I like this discussion. It’s fun and valuable to think about this stuff and see it described from other directions.
One thing I think should be cleared up here has to do with involvement. I think it would be a mistake to say that your involvement in the games and their stories is more intense than my own. I think, rather, our involvement is different. Not counting involvement in gameplay (where I presume the degree and kind of our game experience is probably rather similar), your involvement seems to have been (not counting your recent experiments in detachment) at least in large part via avatar identification. That is to say from inside the character. I also become highly involved in the games I play, though for my experience, I approach from outside the character and often even from outside the character’s world.
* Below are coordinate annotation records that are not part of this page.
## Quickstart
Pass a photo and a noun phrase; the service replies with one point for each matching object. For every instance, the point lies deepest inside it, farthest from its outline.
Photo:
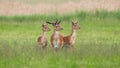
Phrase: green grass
(97, 42)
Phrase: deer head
(75, 25)
(56, 25)
(45, 27)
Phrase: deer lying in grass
(69, 40)
(56, 38)
(42, 40)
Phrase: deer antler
(59, 21)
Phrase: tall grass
(97, 42)
(76, 15)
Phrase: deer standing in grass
(69, 40)
(56, 38)
(42, 40)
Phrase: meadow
(97, 42)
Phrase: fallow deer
(42, 40)
(69, 40)
(56, 38)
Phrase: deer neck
(44, 34)
(56, 34)
(73, 35)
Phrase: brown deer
(69, 40)
(56, 38)
(42, 40)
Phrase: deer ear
(72, 22)
(42, 25)
(59, 22)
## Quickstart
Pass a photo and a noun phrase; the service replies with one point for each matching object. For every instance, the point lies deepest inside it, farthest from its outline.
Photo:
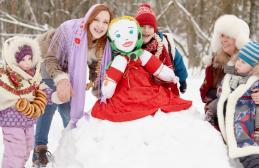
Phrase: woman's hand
(255, 95)
(64, 90)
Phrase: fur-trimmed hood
(11, 46)
(231, 26)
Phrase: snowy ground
(201, 149)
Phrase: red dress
(137, 96)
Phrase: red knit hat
(145, 16)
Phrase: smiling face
(99, 25)
(124, 34)
(243, 67)
(26, 63)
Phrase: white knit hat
(231, 26)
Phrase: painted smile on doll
(128, 43)
(124, 33)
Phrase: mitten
(55, 99)
(183, 86)
(166, 74)
(114, 74)
(157, 68)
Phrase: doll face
(99, 25)
(243, 67)
(26, 63)
(228, 44)
(148, 33)
(124, 33)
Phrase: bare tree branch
(75, 11)
(165, 10)
(197, 28)
(31, 10)
(24, 25)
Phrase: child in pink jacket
(23, 98)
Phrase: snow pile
(181, 140)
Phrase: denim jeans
(44, 122)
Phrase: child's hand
(108, 88)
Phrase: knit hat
(146, 16)
(250, 53)
(23, 51)
(231, 26)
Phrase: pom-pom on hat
(231, 26)
(146, 16)
(250, 53)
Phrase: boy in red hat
(162, 46)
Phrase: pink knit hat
(23, 51)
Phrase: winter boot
(41, 156)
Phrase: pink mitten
(108, 88)
(114, 74)
(256, 135)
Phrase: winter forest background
(190, 21)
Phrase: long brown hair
(100, 42)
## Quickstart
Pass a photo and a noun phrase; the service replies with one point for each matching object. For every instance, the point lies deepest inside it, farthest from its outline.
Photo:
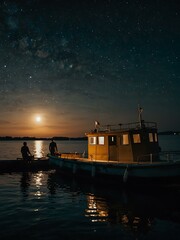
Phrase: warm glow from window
(151, 137)
(38, 119)
(155, 137)
(125, 139)
(92, 140)
(136, 138)
(101, 140)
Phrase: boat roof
(134, 126)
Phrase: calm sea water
(46, 205)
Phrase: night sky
(74, 62)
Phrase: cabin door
(112, 145)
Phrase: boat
(123, 153)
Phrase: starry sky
(73, 62)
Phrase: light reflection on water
(38, 149)
(47, 199)
(11, 149)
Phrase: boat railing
(125, 127)
(165, 156)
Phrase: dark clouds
(90, 59)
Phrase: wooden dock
(19, 165)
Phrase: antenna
(140, 110)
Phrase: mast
(140, 116)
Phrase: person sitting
(26, 154)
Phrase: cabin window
(101, 140)
(92, 140)
(112, 140)
(136, 138)
(155, 137)
(151, 137)
(125, 139)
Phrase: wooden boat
(123, 153)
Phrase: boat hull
(117, 171)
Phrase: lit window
(125, 139)
(112, 140)
(151, 137)
(92, 140)
(101, 140)
(136, 138)
(155, 137)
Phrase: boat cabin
(133, 142)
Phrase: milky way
(76, 62)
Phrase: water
(45, 205)
(11, 149)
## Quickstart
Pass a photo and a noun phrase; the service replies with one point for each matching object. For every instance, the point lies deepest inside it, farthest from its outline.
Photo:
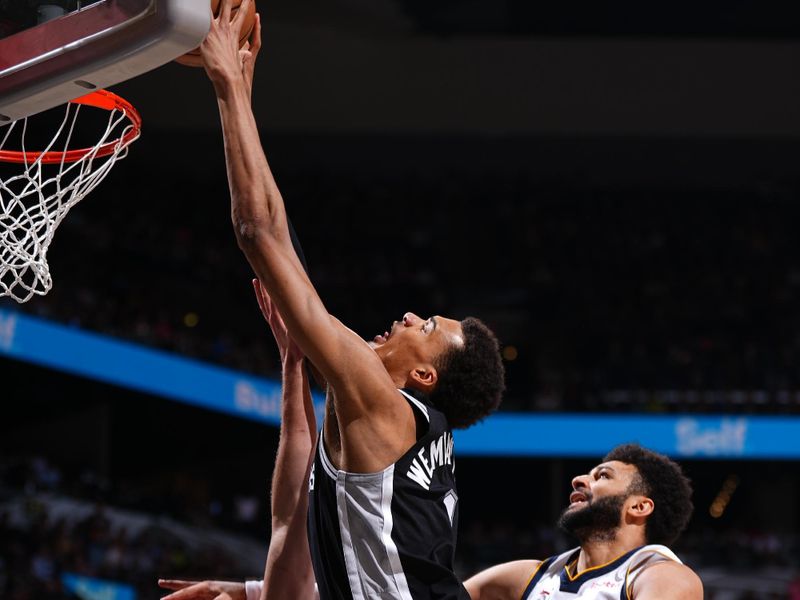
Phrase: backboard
(62, 49)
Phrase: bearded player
(624, 512)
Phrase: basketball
(193, 59)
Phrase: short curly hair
(471, 378)
(663, 481)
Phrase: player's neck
(596, 553)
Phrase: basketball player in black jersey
(622, 512)
(383, 504)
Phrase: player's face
(598, 501)
(415, 341)
(606, 479)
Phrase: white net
(36, 197)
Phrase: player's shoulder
(666, 579)
(506, 580)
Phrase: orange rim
(99, 99)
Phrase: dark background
(613, 188)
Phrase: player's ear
(424, 378)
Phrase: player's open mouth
(576, 498)
(381, 339)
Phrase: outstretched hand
(289, 350)
(203, 590)
(223, 59)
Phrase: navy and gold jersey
(552, 579)
(391, 534)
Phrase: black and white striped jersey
(391, 534)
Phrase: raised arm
(365, 394)
(288, 572)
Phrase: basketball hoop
(33, 203)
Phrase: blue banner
(582, 435)
(139, 368)
(89, 588)
(506, 434)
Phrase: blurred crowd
(610, 299)
(38, 548)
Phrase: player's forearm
(256, 204)
(294, 450)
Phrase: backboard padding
(98, 46)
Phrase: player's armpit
(502, 582)
(667, 581)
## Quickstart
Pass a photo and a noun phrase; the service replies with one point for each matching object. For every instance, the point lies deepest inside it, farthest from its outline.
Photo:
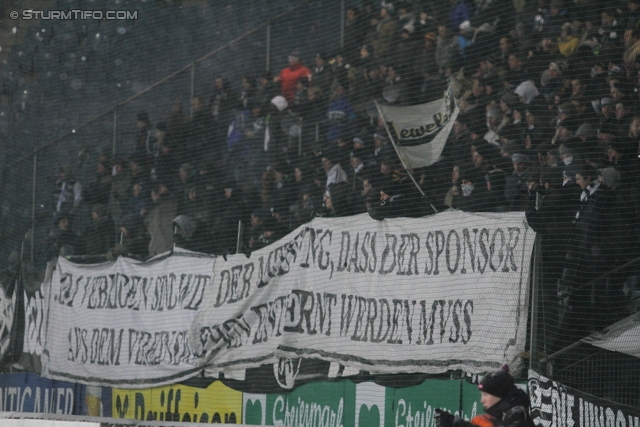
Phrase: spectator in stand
(503, 402)
(120, 183)
(447, 49)
(568, 42)
(137, 203)
(67, 192)
(336, 201)
(334, 171)
(322, 74)
(289, 76)
(248, 96)
(145, 140)
(358, 170)
(100, 235)
(162, 211)
(61, 240)
(183, 184)
(397, 199)
(425, 24)
(382, 149)
(385, 32)
(340, 115)
(200, 134)
(191, 234)
(166, 165)
(177, 126)
(98, 191)
(133, 239)
(225, 228)
(267, 90)
(223, 103)
(459, 13)
(517, 185)
(354, 34)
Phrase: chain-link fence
(250, 119)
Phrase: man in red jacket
(290, 75)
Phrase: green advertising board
(345, 404)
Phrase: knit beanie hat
(499, 383)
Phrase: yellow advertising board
(214, 404)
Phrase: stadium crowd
(549, 124)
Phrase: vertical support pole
(342, 12)
(239, 238)
(268, 65)
(33, 204)
(193, 88)
(115, 130)
(535, 302)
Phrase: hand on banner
(443, 418)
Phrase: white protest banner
(421, 131)
(7, 310)
(125, 323)
(430, 294)
(407, 295)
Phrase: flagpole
(396, 148)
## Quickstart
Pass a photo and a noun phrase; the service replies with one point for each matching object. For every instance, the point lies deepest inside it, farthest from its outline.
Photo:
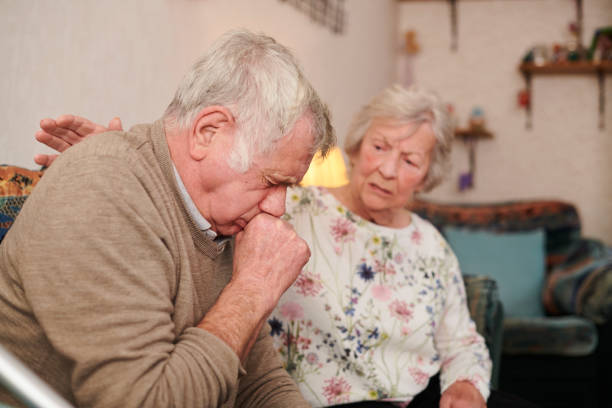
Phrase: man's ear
(211, 122)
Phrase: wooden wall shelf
(600, 68)
(577, 67)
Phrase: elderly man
(138, 302)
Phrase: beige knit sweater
(103, 278)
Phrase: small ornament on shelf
(476, 131)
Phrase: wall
(100, 59)
(564, 155)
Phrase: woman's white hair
(261, 83)
(408, 105)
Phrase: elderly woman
(380, 308)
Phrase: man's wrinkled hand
(268, 258)
(462, 394)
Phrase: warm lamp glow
(328, 172)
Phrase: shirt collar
(197, 217)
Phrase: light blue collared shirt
(197, 217)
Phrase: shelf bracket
(453, 11)
(528, 113)
(601, 79)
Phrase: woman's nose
(388, 165)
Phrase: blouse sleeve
(463, 352)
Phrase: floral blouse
(376, 311)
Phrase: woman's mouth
(379, 189)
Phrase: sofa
(556, 289)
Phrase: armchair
(555, 356)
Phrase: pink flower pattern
(343, 230)
(336, 390)
(292, 311)
(399, 309)
(309, 284)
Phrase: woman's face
(391, 163)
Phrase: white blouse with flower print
(376, 311)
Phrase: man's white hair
(261, 83)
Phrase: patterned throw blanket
(15, 185)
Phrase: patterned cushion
(16, 184)
(582, 285)
(560, 220)
(567, 335)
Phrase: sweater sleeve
(463, 352)
(100, 275)
(266, 383)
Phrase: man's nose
(274, 202)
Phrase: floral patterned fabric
(376, 311)
(16, 184)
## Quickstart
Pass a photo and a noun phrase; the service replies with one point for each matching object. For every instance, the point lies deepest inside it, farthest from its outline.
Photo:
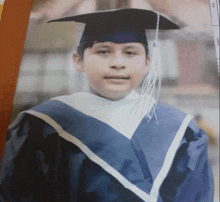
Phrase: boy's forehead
(110, 44)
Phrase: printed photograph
(116, 101)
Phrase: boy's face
(113, 70)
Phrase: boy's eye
(102, 52)
(130, 53)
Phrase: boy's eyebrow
(101, 46)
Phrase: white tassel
(150, 83)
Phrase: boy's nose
(117, 63)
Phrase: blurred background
(187, 59)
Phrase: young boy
(110, 144)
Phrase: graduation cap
(119, 26)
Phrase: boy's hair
(81, 48)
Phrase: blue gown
(84, 148)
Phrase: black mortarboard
(119, 26)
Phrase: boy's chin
(114, 96)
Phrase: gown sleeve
(190, 178)
(24, 175)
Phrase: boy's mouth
(117, 77)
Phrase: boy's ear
(147, 66)
(78, 62)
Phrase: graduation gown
(85, 148)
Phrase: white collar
(123, 115)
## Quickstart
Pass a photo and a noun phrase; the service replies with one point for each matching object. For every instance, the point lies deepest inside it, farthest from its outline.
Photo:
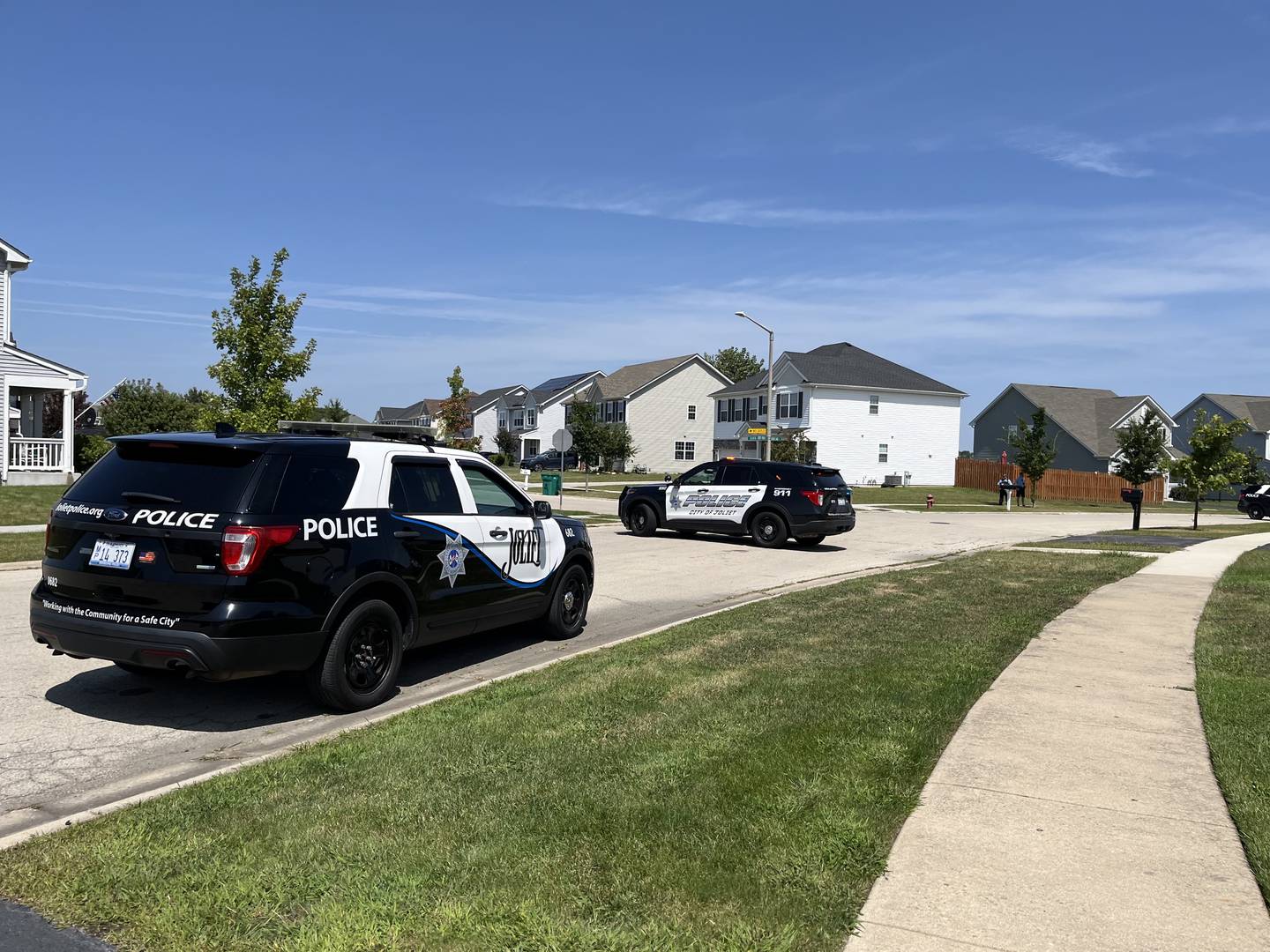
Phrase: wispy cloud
(1077, 152)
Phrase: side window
(701, 476)
(315, 484)
(490, 498)
(739, 476)
(423, 489)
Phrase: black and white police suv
(231, 555)
(766, 501)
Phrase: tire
(643, 519)
(141, 671)
(566, 614)
(768, 530)
(361, 663)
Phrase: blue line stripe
(476, 551)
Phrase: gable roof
(848, 366)
(626, 380)
(1086, 414)
(1241, 405)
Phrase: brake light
(243, 547)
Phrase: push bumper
(172, 648)
(831, 525)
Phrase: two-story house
(28, 455)
(551, 398)
(666, 406)
(857, 412)
(1081, 420)
(1229, 406)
I think both are probably valid approaches. I simply find coming from outside suits my desired game experience better. Plus, there’s too much cognitive dissonance for me if I tried to sit in the shoes of, say, CJ from GTA:SA. It’s not that what he’s doing is too bad for me; it’s more just that I can’t identify with the morality of the world he inhabits (as its starkly different from our own), and so it’s easier to take on that sort of game from the outside (especially since we have very few clues as to the morality of the GTA universe).
I still find the characters and their experiences very interesting (and I even believe interesting lessons can be drawn from those stories). I just don’t believe those stories bear any necessary reflection on myself.
For instance, Fallout: New Vegas. My first playthrough, I played a character who was well-intentioned (though still a thieving varmint), kind of a Chaotic Good on the AD&D morality scale. I sought an Independent New Vegas because I thought that’d be for the good of the people. It was a fun story to take in. I played a second time as someone straddling the line between Chaotic Neutral and Chaotic Evil. I took this character through a number of choices opposite those I did before. I helped the Powder Gangers take out Goodspring, I ran missions against the NCR, I became the hero of Ceasar’s Legion. I took the character through a story in which she was not admirable at all. And it was as fun and interesting as the story of the Chaotic Good character.
I felt no relationship between my morals and my avatars’. I was in it for a compelling story mixed with fun gameplay. And I got both of those things both times I played. It may even be that the story that came about in the Chaotic Neutral/Bad character had more interesting things to say about life and the world around us that the more morally safe character.
Yeah definitely, I agree. Its interesting because I set out to be good in FNV and got progressively worse. I am not sure if this is due to me just wanting to get ahead and do things the way I wanted to do them or if it was because the world became increasingly less meaningful to me.
Perhaps I need to pick it up again, but early on, in my first bouts with the Legion, I was invested and felt like I needed to fight to end the tyranny of the Legion but as I progressed, I guess I kinda got jaded. This made me wonder about game worlds–I think I approach game worlds differently the less gamey they feel.
But the more I think about it, the more interesting it seems it would be to see what could be learned by forcing myself to be the terror of the wastes.